My bedfellow was from British Honduras, an American by birth, an M.D. by profession. He had a claim and a camp in Frog Swamp, with a big bull moose as a neighbor. He thought he had a good prospect, and had got his claim recorded.

As my new acquaintance told me his history, at least that which conveyed the above-mentioned information concerning him, conversation among the “Sourdoughs” became vigorous.

“You know the ‘Oregon Mare’ who used to dance in Miller’s on Front Street?” interrogated the Colonel. “Well, she hit the trail from Dawson in December, and mushed right through to Nome in six weeks.”

“Yes, and there was ‘Gumboot Kitty’; she was one of the worst grafters in Dawson. She would take a man down the line for every cent he owned,” assented the mirthful Richard.

High revelry was being held in the tent of the “Sourdoughs,” and the singing of the clan’s favorite song was frequently indulged in by Dick:

“Oh, de Irish dey was full of de booze,

An’ dey said, Come along an’ we’ll kill all de Jews,

An’ we’ll put old Dawson City on ze bum.”

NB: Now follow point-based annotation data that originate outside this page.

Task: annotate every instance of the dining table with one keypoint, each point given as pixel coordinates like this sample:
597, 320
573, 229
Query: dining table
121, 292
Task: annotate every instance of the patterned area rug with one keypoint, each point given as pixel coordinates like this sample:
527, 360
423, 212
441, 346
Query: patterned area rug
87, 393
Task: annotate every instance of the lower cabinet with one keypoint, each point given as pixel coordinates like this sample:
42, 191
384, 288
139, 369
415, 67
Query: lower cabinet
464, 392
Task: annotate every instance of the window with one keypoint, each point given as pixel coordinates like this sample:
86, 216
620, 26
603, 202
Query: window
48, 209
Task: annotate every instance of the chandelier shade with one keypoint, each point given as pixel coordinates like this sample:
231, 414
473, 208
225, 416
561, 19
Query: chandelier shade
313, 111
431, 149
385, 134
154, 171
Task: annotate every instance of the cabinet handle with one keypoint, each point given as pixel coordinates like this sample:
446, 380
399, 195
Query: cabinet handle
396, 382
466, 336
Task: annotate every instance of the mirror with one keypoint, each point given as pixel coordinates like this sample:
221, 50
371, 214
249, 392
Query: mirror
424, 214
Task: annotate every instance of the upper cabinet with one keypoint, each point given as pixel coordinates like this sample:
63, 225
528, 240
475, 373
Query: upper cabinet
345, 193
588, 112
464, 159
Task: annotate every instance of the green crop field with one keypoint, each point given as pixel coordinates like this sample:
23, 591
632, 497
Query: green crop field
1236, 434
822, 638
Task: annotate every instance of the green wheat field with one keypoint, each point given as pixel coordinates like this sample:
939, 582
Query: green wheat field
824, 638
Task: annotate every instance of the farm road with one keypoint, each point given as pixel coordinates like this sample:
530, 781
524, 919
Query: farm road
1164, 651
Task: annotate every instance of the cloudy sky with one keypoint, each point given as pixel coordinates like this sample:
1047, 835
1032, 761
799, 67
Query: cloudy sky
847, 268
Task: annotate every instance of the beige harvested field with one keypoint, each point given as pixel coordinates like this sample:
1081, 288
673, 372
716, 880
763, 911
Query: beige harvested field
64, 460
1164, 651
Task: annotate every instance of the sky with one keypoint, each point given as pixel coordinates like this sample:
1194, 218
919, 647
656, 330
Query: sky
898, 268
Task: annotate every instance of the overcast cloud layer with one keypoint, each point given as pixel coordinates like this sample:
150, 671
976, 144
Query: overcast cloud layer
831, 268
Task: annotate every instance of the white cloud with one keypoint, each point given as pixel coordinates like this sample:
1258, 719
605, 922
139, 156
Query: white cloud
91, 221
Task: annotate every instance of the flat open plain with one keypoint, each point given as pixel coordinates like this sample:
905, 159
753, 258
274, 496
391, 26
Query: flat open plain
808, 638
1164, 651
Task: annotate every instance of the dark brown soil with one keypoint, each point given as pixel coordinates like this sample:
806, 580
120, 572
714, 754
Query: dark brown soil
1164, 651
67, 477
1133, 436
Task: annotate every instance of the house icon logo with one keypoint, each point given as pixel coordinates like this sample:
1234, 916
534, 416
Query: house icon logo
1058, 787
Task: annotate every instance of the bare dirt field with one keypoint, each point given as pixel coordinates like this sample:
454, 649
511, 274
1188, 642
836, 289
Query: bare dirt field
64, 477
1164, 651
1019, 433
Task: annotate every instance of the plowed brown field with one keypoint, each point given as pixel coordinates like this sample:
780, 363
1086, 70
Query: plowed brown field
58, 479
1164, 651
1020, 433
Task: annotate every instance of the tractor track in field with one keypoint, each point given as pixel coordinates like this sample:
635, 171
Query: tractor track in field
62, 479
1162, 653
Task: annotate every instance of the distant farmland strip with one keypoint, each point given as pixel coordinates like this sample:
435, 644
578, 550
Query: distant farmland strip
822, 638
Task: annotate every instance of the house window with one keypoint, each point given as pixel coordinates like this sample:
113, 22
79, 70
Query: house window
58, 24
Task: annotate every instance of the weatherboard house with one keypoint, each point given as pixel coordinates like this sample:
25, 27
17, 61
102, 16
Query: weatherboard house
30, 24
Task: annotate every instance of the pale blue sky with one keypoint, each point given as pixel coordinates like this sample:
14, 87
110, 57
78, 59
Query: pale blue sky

With reflections on the number of wild jamborees those accents and words had been heard at in the glitter of the Klondike capital at its zenith, I again settled down to rest.

“Oh, yes; the ‘Nigger Jim’ stampede. I was on that. Me and another fellow started from Dawson with two pair of blankets, and three cans of beef extract for grub, and there were hundreds of other fellows just like us. The thermometer stayed around fifty for the next week, and nearly every fellow was frozen more or less. Some got frozen to death.”

It was the Colonel who spoke. Here, where had been found wealth greater than that of the great Golden Yukon, were being recounted the tales of hardships of those subarctic regions.